Eating spicy food reduces risk of stroke, heart disease, study claims
The young farmer Aleksandar Tanic shows the hottest pepper in Serbia on Dec. 3, 2019, which he produces in the southern Serbian town of Niska Banja. (AFP Photo)


A new study by Italian researchers claims that eating spicy food more than four times a week reduces the risk of fatal strokes and heart attacks.

The study, published in the Journal of the American College of Cardiology in December, followed over 22,000 citizens of the Molise region in Italy, some of whom ate chilis and some of whom did not, for a period of eight years.

The study found that those who regularly ate spicy chili peppers or other spicy foods were 40% less likely to die of a heart attack while their mortality risk from all other causes was 23% lower.

Study lead author Marialaura Bonaccio, an epidemiologist at the Mediterranean Neurological Institute (Neuromed), said that the lower mortality risk was independent of the type of diet people followed.

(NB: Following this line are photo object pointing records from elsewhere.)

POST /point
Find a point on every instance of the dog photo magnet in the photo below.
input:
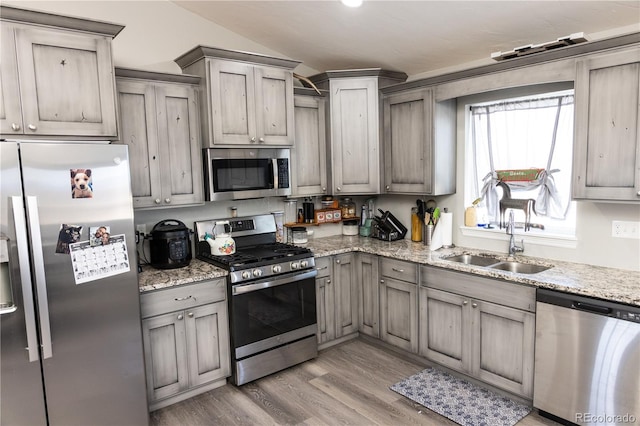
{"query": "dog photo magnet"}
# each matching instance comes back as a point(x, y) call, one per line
point(81, 183)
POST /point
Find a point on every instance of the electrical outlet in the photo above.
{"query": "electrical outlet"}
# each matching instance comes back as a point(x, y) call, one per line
point(625, 229)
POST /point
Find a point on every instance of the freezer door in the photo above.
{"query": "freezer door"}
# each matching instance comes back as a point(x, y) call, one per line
point(93, 369)
point(21, 393)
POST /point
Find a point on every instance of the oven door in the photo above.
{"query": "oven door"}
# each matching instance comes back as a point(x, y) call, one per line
point(233, 174)
point(266, 314)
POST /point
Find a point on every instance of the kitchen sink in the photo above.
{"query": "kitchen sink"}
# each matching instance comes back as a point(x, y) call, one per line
point(471, 259)
point(520, 268)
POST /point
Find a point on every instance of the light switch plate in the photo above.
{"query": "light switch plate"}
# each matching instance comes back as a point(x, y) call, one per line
point(625, 229)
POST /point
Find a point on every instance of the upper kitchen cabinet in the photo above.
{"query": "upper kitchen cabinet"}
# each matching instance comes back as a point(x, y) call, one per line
point(56, 76)
point(248, 98)
point(419, 143)
point(607, 125)
point(159, 123)
point(309, 154)
point(355, 126)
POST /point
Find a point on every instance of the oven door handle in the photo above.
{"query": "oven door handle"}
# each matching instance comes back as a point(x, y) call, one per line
point(246, 288)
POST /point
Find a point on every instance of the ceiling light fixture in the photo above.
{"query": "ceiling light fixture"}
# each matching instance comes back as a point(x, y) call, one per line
point(352, 3)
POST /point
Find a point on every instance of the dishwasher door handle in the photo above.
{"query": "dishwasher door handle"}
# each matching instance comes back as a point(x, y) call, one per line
point(587, 307)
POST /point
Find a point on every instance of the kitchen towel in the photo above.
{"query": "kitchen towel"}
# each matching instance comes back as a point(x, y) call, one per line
point(459, 400)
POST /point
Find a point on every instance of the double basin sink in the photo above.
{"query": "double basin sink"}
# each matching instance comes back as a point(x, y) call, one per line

"In other words, someone can follow the healthy Mediterranean diet, and someone else can eat less healthy, but for all of them, eating chili peppers has a protective effect," he was quoted as saying in the CNN report published on Dec. 16.

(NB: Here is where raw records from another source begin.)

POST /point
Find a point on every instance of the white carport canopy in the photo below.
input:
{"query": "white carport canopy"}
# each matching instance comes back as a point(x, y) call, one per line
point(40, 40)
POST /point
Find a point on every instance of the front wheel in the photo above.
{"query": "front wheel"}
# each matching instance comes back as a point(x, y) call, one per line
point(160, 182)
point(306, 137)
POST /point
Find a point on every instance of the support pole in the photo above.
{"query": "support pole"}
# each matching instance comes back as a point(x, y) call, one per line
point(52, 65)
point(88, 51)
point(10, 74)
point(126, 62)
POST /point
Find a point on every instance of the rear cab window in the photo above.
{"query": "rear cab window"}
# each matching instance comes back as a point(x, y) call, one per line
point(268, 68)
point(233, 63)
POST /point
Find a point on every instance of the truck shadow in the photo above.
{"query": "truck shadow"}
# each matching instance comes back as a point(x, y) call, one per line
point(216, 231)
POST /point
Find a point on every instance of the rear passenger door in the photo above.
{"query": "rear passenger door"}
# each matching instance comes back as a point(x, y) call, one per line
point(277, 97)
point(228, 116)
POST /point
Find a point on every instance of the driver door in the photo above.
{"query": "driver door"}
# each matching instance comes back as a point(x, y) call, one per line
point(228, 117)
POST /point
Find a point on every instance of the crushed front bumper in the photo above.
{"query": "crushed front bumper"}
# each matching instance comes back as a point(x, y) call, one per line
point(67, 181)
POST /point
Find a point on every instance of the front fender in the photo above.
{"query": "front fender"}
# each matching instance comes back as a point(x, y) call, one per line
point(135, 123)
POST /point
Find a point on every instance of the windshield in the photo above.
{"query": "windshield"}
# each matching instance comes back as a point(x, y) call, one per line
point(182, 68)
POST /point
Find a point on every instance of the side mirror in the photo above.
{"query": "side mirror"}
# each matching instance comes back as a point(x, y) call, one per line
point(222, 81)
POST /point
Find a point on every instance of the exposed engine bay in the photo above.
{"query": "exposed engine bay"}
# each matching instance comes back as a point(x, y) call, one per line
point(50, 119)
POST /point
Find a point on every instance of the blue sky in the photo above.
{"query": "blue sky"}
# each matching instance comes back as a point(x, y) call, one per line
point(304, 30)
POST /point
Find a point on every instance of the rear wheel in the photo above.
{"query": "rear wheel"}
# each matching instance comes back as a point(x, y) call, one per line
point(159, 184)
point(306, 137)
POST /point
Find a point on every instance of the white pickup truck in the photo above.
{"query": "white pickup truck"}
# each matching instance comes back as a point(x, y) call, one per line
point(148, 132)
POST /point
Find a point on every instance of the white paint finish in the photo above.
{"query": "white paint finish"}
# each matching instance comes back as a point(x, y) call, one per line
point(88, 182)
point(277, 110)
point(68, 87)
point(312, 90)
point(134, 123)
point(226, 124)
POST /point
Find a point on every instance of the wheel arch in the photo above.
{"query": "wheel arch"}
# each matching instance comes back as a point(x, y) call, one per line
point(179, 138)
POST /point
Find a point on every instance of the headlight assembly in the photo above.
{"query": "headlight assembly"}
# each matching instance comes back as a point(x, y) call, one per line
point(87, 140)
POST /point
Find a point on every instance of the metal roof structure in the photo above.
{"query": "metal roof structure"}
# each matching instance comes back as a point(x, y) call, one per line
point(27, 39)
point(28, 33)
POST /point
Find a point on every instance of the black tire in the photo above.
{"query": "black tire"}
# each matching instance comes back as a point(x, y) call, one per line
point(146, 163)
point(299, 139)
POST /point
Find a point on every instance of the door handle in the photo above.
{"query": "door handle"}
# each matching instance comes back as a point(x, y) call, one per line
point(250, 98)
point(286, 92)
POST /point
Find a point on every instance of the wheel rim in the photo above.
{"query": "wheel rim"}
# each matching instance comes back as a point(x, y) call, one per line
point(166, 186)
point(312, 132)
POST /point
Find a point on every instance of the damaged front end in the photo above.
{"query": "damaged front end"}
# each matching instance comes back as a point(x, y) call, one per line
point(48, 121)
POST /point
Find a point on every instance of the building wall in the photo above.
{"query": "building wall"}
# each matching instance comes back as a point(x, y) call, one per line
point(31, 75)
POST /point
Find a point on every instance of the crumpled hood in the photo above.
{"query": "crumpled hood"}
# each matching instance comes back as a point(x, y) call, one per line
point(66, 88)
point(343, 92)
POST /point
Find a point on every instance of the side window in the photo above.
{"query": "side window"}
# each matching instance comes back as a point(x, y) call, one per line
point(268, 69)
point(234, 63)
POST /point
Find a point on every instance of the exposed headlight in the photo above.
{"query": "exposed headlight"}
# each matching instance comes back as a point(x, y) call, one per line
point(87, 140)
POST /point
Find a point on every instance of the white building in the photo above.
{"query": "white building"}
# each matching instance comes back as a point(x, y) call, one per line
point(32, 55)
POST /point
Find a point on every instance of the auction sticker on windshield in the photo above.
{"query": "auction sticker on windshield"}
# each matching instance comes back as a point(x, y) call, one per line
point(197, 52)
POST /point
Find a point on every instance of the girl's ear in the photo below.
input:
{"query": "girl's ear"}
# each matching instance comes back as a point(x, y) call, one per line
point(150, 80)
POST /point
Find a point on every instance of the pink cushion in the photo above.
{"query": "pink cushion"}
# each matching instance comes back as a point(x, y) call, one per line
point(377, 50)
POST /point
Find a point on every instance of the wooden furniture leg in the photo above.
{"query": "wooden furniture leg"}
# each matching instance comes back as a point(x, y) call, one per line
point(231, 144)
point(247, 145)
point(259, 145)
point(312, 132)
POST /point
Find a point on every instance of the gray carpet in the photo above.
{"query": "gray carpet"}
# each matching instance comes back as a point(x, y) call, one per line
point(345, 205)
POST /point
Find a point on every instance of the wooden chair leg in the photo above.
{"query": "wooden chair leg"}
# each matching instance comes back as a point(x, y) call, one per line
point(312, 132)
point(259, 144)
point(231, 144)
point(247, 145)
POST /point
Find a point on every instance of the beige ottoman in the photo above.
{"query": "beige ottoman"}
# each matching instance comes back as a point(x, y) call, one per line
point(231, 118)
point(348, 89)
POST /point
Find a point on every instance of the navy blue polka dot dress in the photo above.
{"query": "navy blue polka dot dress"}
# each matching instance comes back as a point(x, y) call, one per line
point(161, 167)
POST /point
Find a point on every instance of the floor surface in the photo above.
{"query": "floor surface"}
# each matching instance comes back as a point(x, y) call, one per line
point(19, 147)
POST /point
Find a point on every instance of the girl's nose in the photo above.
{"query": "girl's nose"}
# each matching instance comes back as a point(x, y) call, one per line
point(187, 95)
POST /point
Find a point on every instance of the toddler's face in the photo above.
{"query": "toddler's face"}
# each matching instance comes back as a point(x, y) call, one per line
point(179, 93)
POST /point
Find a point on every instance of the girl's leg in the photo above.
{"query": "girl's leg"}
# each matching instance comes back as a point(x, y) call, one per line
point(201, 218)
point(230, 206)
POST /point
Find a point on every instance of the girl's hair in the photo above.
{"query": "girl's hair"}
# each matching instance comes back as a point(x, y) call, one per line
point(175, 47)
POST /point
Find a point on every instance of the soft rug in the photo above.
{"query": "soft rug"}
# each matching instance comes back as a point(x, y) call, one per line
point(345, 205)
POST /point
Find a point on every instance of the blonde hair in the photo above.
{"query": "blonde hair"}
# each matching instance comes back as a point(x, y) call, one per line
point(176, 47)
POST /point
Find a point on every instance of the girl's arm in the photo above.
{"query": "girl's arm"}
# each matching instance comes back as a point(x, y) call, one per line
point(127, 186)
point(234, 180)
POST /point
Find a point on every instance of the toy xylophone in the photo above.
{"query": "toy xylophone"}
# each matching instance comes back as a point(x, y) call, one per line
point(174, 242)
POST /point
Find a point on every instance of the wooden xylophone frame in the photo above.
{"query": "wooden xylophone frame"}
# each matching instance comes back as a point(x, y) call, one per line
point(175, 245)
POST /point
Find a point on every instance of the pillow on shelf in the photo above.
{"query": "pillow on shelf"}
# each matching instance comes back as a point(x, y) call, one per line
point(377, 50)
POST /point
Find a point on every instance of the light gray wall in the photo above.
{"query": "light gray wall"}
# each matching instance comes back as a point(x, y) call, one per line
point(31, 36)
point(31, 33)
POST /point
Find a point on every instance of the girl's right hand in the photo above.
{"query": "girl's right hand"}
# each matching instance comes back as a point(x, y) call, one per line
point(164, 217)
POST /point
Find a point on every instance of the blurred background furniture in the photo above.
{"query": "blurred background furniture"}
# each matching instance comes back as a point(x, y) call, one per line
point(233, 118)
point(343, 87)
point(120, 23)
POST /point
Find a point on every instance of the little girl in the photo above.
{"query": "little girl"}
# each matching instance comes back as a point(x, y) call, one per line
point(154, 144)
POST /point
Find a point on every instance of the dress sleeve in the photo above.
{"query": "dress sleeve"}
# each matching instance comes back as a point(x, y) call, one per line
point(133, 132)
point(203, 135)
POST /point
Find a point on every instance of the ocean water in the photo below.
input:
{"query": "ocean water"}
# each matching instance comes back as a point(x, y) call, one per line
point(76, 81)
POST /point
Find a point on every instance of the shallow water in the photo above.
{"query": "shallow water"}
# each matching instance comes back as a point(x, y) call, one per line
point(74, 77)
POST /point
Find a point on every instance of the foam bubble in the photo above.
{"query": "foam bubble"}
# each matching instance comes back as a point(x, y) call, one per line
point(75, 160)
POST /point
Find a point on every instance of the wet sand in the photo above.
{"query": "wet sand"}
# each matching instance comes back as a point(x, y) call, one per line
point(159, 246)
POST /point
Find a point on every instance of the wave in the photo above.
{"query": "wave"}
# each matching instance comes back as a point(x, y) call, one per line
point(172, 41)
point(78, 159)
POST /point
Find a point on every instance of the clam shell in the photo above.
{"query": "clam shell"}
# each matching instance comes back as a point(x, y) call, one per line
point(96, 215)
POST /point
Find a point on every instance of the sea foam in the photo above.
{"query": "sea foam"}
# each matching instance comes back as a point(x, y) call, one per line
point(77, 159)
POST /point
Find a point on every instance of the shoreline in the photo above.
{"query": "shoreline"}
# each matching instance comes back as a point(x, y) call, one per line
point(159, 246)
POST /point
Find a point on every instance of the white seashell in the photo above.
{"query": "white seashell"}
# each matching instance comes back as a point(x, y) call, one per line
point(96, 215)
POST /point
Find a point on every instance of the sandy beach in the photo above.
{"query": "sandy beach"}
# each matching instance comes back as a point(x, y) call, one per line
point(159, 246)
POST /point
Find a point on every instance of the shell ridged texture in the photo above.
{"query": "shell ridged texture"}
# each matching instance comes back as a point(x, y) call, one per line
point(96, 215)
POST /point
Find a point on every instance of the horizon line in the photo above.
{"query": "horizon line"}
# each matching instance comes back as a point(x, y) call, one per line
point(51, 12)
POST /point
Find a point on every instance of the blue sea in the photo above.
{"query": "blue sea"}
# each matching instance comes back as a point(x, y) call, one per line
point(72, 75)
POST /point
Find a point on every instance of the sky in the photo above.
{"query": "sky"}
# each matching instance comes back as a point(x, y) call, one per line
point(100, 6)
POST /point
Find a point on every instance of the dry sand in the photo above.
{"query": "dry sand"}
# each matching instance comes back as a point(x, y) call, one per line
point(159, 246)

Licia Iacoviello, director of the Department of Epidemiology and Prevention at Neuromed and a professor at the University of Insubria in Varese, said that chili peppers were always a fundamental component of Italian food culture.

"We see it hanging on Italian balconies, and even depicted in jewels," she said.

She added that the beneficial properties of chilis have been passed down through Italian food culture.

Lacoviello explained that various plants of the capsicum family, despite being consumed in different ways throughout the world, could protect our health as already observed in China and the United States.

The researchers are now planning to investigate the biochemical mechanisms that make chili peppers good for our health.